Prefer SDKs for rapid, type-safe development. Use UiPath or Power Automate to orchestrate AIForged steps inside your enterprise automations.

Choose the right approach

  • Structured forms → Template‑oriented extraction (Extract & Verify, Document Intelligence)
  • Semi‑structured (invoices, receipts) → Prebuilt/custom extraction services with table support
  • Unstructured (contracts, policies) → OCR + LLM Extractor + targeted rules + HITL
  • Images with objects/faces/moderation → Vision services
  • Audio → Speech‑to‑Text (Microsoft Speech)

See: Documents → Document Types


Best practices

  • Identify your document type first; pick the appropriate service and training approach
  • Normalize inputs early (PDF conversion, digitize, split) to improve downstream accuracy
  • Use verifications and work items where confidence or policy requires human oversight
  • Ground LLM prompts with datasets and context; enforce schemas for deterministic outputs
  • Track lifecycle with DocumentStatus and UsageType; define clear archiving and retention policies
  • Encapsulate complex logic in Custom Code/Workflow Code; keep prompts versioned and testable

Where to go next


Developer tools and integrations

AIForged is built on REST APIs and offers SDKs and RPA integrations so you can automate everything you can do in AIForged Studio—programmatically.

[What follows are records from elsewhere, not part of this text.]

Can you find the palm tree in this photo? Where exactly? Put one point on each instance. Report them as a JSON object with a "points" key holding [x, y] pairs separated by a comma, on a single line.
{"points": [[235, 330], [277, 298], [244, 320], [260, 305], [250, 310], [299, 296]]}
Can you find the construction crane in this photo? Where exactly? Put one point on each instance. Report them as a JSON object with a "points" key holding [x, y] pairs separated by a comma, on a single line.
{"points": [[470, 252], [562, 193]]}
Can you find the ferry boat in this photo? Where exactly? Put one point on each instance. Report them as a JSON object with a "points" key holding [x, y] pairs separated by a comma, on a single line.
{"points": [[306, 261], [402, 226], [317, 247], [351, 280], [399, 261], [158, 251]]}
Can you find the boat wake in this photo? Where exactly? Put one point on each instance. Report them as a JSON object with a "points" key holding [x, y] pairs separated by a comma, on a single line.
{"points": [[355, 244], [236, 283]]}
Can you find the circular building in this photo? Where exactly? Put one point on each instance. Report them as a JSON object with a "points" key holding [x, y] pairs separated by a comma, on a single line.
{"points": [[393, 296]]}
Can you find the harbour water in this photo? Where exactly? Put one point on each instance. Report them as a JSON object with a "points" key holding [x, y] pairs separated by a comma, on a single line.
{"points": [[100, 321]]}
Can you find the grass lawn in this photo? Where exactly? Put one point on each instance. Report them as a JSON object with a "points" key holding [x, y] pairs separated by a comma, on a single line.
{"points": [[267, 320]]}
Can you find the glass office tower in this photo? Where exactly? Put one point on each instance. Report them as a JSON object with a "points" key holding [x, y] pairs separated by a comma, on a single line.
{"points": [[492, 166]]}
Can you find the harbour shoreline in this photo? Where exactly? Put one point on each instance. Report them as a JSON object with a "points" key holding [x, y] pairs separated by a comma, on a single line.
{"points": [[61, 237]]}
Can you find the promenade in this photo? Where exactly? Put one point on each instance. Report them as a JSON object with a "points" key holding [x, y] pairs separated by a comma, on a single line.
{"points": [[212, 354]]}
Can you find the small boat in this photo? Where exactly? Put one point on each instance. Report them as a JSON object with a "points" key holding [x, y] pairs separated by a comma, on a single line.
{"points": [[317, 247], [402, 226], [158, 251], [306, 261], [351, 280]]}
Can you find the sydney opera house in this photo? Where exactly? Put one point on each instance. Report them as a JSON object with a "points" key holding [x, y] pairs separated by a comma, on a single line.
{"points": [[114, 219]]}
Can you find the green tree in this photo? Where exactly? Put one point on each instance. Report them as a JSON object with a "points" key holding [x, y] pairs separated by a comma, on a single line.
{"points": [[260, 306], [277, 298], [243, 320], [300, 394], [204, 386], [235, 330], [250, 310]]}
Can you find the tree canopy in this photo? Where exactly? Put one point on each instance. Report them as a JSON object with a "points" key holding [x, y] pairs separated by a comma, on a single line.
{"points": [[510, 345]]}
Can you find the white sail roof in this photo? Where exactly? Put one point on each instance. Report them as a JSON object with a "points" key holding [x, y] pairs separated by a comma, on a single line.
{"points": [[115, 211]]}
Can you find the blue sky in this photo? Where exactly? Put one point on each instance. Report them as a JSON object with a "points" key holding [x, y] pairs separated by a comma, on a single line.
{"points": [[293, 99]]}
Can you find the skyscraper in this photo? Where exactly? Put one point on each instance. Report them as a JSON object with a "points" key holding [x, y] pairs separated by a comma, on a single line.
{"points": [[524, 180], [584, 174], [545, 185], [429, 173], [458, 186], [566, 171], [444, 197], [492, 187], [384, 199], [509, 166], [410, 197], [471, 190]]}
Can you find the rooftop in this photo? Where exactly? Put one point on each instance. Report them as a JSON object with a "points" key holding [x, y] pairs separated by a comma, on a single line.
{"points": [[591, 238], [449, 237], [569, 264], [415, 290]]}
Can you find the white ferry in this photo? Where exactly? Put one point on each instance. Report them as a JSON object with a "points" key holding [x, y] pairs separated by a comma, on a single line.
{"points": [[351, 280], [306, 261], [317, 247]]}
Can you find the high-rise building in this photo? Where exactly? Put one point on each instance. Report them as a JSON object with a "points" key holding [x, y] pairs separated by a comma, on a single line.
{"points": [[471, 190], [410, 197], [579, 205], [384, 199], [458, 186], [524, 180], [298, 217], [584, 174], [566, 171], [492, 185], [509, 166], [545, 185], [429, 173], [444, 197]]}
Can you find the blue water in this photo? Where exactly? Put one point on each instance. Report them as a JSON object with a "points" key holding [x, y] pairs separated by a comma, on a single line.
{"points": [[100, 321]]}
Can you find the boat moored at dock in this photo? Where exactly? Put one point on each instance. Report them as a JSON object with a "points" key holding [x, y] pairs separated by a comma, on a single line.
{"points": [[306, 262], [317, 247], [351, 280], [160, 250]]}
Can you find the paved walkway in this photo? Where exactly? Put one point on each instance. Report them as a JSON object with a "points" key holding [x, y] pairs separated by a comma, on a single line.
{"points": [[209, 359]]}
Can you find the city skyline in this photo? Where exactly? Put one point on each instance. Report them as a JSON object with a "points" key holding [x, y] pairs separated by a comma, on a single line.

  • REST APIs (foundation)

    • Create, manage, and report on agents, services, document flows, and HITL flows via HTTP.
    • Standard OAuth/Bearer authentication patterns.
    • Consistent, versioned endpoints for stability.
  • SDKs

    • .NET (C#)
    • JavaScript / TypeScript
    • Available on application for other languages
    • Use SDKs for strongly-typed access to core entities (agents, services, documents, datasets, work items).
  • RPA & low‑code integrations

    • UiPath: Activities available to integrate AIForged in attended/unattended automations.
    • Power Automate: Connector/integration to orchestrate flows across Microsoft 365 and line‑of‑business apps.
  • What you can do programmatically (besides using Studio)

    • Provision and configure agents and services
    • Ingest documents (directly or via scrapers)
    • Orchestrate end‑to‑end flows (utilities, extraction, verification)
    • Create and route HITL work items
    • Query results, verifications, statuses, and KPIs for reporting
    • Manage datasets for lookups, enrichment, and deduplication

Support, security, and compliance

  • Support: Contact the AIForged team for deployment guidance, complex use cases, and best practices
  • Security: AIForged manages provider credentials/regions centrally; apply least‑privilege roles and verifications
  • Compliance: Use archive/deletion policies; log verification transitions for auditability

Warning

Avoid logging sensitive data (passwords, unmasked PII). Use Password/SecureString ValueTypes and ensure encryption at rest where configured.


Release notes & versioning

We regularly ship improvements to services, utilities, and developer APIs. Track changes and upgrade guidance in Release Notes. For major changes, we maintain backward compatibility or provide clear migration paths through configuration and enums with explicit numeric values.